Penamacor is paired in the same Q1 2026 disclosure with Hyperion’s 32 MW Nortada hybrid wind+solar order in the Alentejo — another seven V163-4.5 MW machines for delivery and commissioning in the first half of 2027. Together, the two contracts represent 77 MW of new Portuguese onshore wind capacity ordered from Vestas in a single quarter, alongside additional Spanish and Italian volume that took total Iberian-region order intake to 290 MW.
Saeta after Masdar: a renewed Iberian developer
The Penamacor buyer, Saeta Yield, was acquired by Abu Dhabi’s Masdar from Brookfield Renewable on a 696 million-euro equity basis (1.2 billion euros enterprise value) and now sits inside Masdar’s consolidated Iberian platform. Saeta’s portfolio comprises 16 wind farms and 10 photovoltaic plants in Spain plus nine wind farms already operating in Portugal, with a 1.6 GW development pipeline across the peninsula. Penamacor is a new-build project from that pipeline, not a repowering, so the Vestas order represents incremental Portuguese capacity coming on the system rather than a capacity swap.
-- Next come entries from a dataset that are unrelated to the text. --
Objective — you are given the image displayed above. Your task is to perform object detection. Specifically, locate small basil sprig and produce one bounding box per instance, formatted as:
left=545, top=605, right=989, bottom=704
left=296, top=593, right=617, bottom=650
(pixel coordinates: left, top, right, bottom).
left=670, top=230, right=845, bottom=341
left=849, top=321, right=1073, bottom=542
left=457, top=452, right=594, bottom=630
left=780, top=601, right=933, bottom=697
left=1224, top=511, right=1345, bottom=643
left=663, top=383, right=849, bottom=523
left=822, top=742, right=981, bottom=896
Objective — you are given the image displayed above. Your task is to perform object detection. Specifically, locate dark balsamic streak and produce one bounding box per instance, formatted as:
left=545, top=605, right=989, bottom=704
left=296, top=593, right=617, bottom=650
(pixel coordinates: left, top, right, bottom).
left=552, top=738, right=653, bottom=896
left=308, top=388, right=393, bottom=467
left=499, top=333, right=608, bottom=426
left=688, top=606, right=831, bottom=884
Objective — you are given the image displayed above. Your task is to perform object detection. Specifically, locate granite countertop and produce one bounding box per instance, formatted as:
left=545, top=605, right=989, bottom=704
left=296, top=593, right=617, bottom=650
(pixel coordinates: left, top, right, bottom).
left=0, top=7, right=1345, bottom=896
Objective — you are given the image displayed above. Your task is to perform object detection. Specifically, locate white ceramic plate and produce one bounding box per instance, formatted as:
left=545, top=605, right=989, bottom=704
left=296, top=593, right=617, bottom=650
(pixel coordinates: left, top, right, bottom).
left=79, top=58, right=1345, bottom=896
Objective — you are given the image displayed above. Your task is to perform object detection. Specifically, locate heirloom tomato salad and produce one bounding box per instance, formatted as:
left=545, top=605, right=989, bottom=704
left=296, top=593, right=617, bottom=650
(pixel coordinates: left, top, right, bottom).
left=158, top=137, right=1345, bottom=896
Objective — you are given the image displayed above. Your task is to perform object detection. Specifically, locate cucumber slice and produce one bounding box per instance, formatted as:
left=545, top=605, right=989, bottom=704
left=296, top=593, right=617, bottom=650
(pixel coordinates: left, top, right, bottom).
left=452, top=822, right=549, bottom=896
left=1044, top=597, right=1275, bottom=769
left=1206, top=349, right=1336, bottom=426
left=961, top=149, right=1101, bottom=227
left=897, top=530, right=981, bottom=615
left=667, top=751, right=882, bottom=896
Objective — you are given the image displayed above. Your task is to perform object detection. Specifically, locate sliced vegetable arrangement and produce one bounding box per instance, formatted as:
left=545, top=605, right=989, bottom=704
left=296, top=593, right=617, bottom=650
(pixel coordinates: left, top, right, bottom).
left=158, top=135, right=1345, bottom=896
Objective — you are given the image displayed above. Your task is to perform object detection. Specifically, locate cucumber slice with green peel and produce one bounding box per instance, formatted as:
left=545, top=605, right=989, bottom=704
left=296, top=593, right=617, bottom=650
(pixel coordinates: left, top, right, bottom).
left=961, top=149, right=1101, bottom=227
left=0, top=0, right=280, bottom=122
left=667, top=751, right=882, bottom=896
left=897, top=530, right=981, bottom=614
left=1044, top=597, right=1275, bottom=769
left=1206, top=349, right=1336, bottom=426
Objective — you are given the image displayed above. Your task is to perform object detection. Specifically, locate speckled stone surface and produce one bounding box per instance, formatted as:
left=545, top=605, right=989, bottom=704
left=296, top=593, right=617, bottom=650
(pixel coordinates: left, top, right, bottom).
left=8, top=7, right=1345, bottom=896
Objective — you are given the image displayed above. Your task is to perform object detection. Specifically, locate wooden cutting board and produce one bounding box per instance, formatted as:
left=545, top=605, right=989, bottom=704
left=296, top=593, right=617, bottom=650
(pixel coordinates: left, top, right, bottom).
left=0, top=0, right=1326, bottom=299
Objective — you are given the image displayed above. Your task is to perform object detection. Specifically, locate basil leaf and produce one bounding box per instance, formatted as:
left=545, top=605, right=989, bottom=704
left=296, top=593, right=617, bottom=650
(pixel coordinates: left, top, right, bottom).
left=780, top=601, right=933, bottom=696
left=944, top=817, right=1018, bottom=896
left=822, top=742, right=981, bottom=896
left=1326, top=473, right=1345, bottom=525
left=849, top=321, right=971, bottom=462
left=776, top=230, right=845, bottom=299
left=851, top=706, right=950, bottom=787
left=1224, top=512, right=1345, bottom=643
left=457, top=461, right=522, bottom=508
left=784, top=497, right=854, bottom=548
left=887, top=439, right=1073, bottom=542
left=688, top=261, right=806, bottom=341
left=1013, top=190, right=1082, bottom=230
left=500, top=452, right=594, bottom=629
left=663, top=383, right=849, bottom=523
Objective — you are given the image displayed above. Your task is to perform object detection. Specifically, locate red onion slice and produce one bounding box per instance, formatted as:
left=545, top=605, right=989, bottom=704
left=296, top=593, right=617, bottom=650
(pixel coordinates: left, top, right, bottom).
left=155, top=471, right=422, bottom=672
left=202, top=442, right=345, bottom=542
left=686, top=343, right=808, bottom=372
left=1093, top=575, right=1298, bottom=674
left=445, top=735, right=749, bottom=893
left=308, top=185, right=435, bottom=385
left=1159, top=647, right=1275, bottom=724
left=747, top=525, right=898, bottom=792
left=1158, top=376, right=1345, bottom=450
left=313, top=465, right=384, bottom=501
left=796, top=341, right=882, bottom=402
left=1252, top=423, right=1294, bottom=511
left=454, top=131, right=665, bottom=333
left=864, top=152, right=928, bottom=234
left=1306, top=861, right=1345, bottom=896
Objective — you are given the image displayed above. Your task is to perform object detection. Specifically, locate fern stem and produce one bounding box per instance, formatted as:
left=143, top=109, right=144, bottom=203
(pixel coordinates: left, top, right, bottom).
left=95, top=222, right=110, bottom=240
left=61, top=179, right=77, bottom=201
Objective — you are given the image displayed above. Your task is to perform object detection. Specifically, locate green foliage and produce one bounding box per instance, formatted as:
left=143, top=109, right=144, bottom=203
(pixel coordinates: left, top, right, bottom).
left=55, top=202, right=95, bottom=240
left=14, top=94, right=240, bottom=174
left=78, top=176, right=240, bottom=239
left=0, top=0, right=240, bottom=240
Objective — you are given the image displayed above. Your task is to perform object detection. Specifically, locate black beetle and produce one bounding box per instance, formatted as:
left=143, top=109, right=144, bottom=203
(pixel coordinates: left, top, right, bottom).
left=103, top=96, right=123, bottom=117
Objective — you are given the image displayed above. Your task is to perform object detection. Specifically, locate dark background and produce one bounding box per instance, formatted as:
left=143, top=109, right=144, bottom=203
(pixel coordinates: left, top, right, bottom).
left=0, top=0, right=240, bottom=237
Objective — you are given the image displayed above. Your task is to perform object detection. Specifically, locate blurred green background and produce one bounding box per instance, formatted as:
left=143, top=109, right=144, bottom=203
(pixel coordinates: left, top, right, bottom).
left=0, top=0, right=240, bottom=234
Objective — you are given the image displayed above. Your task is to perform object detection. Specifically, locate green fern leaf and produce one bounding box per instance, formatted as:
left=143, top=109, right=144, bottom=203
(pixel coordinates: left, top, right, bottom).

Brookfield’s exit and Masdar’s entry refreshed Saeta’s ability to commit growth capital to Iberian renewables — and the Penamacor order is one of the first new-build commitments under the new ownership. For Vestas, this matters because Saeta is exactly the kind of long-cycle, AOM-attached customer that supports the Danish OEM’s service-revenue strategy.
Why Iberia is Vestas’ busiest onshore quarter
Vestas’ Q1 2026 disclosure broke out 290 MW of new onshore order intake across Italy, Spain and Portugal, the strongest single regional cluster for the OEM in the quarter. The drivers are familiar: Iberian electricity price volatility has incentivised PPAs and merchant wind, the Spanish auction calendar has finally restarted, and Portugal’s national 2030 renewables target requires an additional several gigawatts of onshore wind beyond the existing 5.6 GW. The recent IberBlackout post-mortem that Iberian and Nordic TSOs published also reinforces the message that grid-supportive variable renewables (synchronous inertia, fast frequency response, and storage co-location) need to come on faster, not slower.
For the Danish-Iberian corridor, Vestas’ consistent order book is the structural backdrop to the rest of the renewable energy story we cover here — Stegra at Sines, MadoquaPower2X with Copenhagen Infrastructure Partners, Norges Bank Investment Management’s 2.5 GW alliance with Iberdrola, Statkraft’s repowering work on the Spanish side. Each of those higher-profile deals depends on a steady pipeline of new Iberian onshore wind capacity actually getting commissioned. Vestas’ Q1 2026 Iberian intake says that pipeline is intact.
What to watch next
For the corridor, the next milestones are mechanical completion at Penamacor toward the end of 2026, and Vestas’ Q2 2026 results in mid-August — where the read on whether the Iberian pipeline is sustaining its early-2026 momentum will land. For Portuguese site developers and PPA buyers, the V163-4.5 MW machine on a long-term AOM contract is becoming the default choice: nine of the recent named Iberian orders, including both Penamacor and Nortada, have used the same turbine model.